Tanzina: We are, of course, in unprecedented times to use a word that we've been using, an unprecedented amount of times, quite frankly. We are also in the middle of an economic downturn. Lots of people have lost their jobs as a result of this pandemic. I would imagine that people might, including one of our listeners, who said that they deal with this in the same way virtually that they dealt with it in the before times. It says, "the same way as in-person laugh it off, hope it doesn't happen again." Are you hearing more people who are saying I think something weird happened? I don't really want to bring it up. I'm scared to lose my job.
Sharon: I've been practicing law for quite some time and I think that these downtimes are just like any other downtimes. When somebody's been harassed whether it's sexual or racial harassment and they still have their job, they're generally reluctant to complain where they've been harassed and then the terminated for some unrelated reason or they're terminated because they complained about the harassment. They’re more likely to go forward because finding a new job is very difficult.
Tanzina: Are there other ways that employers can be proactive about protecting employees from harassment in the work from home environment, where in some instances, sure, there may be other folks who are on that same Zoom call, but in other instances it could be just a one-on-one interaction?
Sharon: I think that employers are probably going to make sure that they continue whatever legally mandated training there is. Here in California, we have all kinds of laws that require that people have semi-annual training. I think that employers are probably going to be proactive of that, reminding people that their obligations regarding non harassment and no discrimination continue, even if you're in a virtual setting.
Tanzina: Is there anything specific that people should be paying attention to about their own behavior?
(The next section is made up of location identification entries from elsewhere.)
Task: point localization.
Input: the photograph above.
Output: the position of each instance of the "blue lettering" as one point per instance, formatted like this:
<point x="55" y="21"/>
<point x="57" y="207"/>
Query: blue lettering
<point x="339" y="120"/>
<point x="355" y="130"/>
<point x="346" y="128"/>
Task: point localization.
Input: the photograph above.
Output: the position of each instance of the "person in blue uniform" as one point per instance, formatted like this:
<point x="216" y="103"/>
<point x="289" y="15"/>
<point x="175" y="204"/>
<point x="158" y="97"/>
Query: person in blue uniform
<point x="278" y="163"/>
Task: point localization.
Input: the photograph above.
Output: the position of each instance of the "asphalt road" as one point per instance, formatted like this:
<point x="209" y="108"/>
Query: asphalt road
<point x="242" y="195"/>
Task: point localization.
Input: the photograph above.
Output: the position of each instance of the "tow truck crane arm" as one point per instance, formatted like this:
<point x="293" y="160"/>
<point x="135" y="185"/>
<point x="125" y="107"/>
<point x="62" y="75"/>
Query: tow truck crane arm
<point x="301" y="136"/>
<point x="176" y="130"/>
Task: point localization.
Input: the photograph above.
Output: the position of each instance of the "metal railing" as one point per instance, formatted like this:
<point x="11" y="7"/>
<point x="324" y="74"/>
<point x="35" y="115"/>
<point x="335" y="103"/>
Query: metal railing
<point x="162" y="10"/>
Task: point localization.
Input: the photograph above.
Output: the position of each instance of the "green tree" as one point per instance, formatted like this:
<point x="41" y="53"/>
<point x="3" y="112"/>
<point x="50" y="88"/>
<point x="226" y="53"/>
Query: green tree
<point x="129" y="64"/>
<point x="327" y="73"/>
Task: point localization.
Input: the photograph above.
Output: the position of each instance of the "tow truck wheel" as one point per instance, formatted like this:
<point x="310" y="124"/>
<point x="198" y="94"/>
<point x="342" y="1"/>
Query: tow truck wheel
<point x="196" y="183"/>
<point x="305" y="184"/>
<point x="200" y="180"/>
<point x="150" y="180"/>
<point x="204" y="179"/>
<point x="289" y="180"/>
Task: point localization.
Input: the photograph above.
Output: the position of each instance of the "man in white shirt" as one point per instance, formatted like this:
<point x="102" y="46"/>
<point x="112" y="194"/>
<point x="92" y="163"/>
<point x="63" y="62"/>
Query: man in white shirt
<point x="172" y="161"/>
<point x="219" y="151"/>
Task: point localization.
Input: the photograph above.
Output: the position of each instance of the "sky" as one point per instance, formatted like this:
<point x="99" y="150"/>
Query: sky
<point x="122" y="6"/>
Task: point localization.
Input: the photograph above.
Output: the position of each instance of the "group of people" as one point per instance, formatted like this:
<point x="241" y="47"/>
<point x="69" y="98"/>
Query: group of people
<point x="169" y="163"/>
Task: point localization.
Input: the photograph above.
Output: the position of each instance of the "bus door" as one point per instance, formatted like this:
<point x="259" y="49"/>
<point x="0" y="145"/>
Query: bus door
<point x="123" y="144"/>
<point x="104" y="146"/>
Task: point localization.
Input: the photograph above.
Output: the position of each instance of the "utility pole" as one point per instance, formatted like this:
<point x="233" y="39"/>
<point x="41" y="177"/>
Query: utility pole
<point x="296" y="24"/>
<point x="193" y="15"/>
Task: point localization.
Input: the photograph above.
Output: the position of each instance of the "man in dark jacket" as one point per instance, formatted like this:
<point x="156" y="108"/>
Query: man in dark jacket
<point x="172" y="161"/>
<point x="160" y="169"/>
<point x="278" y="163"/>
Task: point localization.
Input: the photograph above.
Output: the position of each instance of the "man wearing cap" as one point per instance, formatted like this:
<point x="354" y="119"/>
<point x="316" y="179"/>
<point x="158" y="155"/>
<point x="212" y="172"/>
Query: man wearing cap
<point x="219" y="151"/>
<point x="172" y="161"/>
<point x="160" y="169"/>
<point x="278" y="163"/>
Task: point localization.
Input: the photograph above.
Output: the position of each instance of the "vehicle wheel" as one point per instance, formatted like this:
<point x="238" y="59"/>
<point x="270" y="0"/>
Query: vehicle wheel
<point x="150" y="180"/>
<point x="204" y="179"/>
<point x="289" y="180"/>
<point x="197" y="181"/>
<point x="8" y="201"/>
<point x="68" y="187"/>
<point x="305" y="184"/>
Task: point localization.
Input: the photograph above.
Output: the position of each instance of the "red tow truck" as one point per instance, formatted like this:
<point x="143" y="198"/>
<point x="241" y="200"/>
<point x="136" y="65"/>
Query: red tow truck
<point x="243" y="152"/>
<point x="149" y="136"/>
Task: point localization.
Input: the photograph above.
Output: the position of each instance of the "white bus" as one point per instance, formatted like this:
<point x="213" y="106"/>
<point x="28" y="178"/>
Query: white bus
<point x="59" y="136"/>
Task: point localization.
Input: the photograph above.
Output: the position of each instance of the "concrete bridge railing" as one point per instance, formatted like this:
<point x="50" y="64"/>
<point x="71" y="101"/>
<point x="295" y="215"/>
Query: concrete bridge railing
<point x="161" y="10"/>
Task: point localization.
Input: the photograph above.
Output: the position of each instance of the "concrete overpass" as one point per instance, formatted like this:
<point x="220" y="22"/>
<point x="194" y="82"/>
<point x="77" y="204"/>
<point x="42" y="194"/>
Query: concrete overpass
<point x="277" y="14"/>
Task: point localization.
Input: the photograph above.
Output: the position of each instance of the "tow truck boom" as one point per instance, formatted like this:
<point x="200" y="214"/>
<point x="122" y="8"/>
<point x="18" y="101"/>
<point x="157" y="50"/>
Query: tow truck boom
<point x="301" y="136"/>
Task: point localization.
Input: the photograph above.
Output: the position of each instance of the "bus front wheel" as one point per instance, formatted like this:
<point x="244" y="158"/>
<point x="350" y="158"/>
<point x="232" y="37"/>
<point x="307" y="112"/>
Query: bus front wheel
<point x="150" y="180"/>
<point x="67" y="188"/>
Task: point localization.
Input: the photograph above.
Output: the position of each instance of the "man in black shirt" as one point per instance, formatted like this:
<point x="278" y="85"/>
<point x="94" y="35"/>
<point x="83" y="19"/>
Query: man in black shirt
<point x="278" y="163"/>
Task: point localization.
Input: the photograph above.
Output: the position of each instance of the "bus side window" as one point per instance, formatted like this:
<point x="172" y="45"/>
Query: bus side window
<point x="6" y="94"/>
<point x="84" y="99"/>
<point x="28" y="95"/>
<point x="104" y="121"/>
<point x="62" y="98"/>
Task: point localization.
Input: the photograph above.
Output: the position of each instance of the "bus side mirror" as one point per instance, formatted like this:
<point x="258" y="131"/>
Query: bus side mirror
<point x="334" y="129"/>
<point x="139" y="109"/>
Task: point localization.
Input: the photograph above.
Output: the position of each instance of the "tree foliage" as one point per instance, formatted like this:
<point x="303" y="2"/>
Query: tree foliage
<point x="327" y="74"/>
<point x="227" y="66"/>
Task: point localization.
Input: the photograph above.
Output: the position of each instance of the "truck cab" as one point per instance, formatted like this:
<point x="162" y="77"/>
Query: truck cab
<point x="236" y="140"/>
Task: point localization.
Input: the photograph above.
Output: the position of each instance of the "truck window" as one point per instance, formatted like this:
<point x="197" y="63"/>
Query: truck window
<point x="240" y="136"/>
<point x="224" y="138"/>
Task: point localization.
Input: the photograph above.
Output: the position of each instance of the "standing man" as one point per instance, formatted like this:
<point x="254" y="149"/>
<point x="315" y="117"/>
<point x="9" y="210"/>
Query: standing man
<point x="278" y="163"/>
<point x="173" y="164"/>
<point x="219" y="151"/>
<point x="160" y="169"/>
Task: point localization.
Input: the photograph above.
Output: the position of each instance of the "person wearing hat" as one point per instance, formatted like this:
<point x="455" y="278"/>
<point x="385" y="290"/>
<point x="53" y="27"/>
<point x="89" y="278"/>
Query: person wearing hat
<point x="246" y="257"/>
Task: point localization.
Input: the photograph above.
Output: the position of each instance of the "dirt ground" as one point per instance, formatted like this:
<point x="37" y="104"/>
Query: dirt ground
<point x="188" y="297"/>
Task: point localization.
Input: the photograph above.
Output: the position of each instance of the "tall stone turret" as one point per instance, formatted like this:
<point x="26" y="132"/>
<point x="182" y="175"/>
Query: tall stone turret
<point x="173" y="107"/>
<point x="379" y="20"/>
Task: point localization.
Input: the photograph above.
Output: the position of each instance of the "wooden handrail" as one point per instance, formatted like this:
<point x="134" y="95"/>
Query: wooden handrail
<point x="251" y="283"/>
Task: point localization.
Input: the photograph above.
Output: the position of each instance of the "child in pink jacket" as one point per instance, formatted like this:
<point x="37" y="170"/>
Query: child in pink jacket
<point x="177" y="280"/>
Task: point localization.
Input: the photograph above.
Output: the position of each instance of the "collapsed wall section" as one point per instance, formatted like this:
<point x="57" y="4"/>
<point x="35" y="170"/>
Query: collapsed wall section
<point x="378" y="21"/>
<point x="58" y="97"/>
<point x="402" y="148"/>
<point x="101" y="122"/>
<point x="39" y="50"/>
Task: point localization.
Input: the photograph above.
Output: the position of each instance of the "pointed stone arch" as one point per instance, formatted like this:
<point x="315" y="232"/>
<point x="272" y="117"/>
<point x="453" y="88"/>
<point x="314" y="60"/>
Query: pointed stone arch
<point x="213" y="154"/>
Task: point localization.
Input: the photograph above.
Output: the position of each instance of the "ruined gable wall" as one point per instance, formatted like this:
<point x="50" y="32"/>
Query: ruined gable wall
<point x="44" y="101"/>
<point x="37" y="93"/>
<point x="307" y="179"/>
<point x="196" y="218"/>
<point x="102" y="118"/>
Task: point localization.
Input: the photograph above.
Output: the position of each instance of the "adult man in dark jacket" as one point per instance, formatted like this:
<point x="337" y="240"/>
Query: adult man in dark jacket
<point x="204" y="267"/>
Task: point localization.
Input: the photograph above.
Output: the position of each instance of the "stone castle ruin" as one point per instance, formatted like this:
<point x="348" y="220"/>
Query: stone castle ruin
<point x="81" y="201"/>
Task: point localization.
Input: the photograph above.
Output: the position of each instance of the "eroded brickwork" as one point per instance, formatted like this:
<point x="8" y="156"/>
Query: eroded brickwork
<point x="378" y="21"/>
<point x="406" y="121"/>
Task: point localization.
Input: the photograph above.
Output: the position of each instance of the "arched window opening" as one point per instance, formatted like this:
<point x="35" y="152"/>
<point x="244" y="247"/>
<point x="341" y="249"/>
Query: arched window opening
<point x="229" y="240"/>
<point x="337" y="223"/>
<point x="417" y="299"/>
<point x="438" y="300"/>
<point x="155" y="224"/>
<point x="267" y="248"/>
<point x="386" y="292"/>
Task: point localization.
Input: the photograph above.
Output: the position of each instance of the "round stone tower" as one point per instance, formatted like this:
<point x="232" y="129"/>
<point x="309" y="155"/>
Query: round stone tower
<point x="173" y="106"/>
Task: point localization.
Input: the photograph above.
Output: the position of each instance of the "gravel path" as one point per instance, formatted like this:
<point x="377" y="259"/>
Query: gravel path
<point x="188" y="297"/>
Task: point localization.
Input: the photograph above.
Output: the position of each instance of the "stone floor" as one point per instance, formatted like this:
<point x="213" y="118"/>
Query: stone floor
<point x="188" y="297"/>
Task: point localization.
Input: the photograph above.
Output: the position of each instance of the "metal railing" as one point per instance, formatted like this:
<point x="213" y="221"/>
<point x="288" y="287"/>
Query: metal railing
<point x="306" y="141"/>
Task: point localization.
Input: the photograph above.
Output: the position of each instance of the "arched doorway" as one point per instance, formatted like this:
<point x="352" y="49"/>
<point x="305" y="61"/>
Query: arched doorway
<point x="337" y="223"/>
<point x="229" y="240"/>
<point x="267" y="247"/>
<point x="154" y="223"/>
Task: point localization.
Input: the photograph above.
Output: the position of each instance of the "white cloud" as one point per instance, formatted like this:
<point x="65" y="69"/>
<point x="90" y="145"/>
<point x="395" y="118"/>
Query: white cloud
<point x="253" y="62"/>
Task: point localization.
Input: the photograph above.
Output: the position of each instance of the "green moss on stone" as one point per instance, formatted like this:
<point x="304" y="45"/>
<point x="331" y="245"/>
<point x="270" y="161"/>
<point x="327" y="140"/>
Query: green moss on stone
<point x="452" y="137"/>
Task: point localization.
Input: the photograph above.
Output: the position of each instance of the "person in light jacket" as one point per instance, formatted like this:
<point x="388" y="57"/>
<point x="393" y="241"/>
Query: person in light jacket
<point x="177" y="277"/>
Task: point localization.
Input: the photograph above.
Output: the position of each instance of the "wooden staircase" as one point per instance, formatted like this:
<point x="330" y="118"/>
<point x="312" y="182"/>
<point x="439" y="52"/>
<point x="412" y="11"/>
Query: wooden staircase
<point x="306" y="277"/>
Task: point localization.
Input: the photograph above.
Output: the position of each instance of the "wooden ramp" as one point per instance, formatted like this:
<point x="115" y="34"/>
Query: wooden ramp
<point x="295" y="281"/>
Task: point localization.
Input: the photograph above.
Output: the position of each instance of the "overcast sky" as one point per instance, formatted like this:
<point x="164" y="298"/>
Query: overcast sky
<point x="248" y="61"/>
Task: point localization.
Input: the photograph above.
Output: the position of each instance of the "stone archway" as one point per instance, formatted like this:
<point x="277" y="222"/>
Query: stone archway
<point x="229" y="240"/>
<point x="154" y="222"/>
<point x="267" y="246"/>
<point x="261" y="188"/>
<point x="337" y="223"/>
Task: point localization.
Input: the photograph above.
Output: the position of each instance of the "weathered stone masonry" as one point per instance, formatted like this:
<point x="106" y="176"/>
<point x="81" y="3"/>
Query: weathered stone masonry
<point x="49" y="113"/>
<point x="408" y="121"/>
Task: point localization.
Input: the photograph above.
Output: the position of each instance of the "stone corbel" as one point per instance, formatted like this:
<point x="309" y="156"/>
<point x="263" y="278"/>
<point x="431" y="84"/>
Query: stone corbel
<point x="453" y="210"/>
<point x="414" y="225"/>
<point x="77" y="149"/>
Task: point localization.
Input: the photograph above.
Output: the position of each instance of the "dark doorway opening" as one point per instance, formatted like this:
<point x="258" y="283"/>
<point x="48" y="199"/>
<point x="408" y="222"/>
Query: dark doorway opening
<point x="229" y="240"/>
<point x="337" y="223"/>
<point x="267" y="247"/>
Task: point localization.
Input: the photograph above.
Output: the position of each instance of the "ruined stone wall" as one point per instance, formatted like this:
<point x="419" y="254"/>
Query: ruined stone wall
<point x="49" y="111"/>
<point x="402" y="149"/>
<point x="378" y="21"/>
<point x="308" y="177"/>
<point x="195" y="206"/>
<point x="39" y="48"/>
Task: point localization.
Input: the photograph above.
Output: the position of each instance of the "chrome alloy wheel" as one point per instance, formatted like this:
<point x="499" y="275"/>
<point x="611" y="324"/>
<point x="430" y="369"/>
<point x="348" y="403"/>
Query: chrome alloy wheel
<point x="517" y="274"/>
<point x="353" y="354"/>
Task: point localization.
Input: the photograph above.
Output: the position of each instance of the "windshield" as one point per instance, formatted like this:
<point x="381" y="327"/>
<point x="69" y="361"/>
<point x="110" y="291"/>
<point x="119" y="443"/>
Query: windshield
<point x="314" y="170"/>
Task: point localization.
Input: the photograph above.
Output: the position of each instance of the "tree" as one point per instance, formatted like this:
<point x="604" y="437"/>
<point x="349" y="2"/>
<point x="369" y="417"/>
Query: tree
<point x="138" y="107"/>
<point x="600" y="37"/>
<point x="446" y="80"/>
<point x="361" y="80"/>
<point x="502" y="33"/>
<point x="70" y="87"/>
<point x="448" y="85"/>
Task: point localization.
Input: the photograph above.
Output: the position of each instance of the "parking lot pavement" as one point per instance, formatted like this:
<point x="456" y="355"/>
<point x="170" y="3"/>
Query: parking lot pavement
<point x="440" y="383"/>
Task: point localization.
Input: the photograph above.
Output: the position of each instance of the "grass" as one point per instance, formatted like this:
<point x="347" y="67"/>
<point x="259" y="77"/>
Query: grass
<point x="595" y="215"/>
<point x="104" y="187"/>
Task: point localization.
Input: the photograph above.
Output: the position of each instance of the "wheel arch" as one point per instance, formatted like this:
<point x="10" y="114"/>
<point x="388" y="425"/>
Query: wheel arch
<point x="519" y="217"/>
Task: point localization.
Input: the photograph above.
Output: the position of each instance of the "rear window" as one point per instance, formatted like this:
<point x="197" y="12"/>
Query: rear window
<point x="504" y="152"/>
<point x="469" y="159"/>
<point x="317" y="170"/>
Sharon: Yes, I think that when you're sitting at your desk, whether it's remote or actual, you should look around and see what's behind you, and that you should try to treat your home office the same way you treat your office, in a building there that you get dressed up and fancy and go to work every single day.
Tanzina: Even if some people are working from their kitchen tables?
Sharon: Correct and lots of people are working from their kitchen table, but better to work from your kitchen table than sitting in your bed.
Tanzina: You heard it here from Sharon Vinick, partner at Levy, Vinick, Burrell and Hyams in Oakland, California. Sharon, thanks so much for joining with me.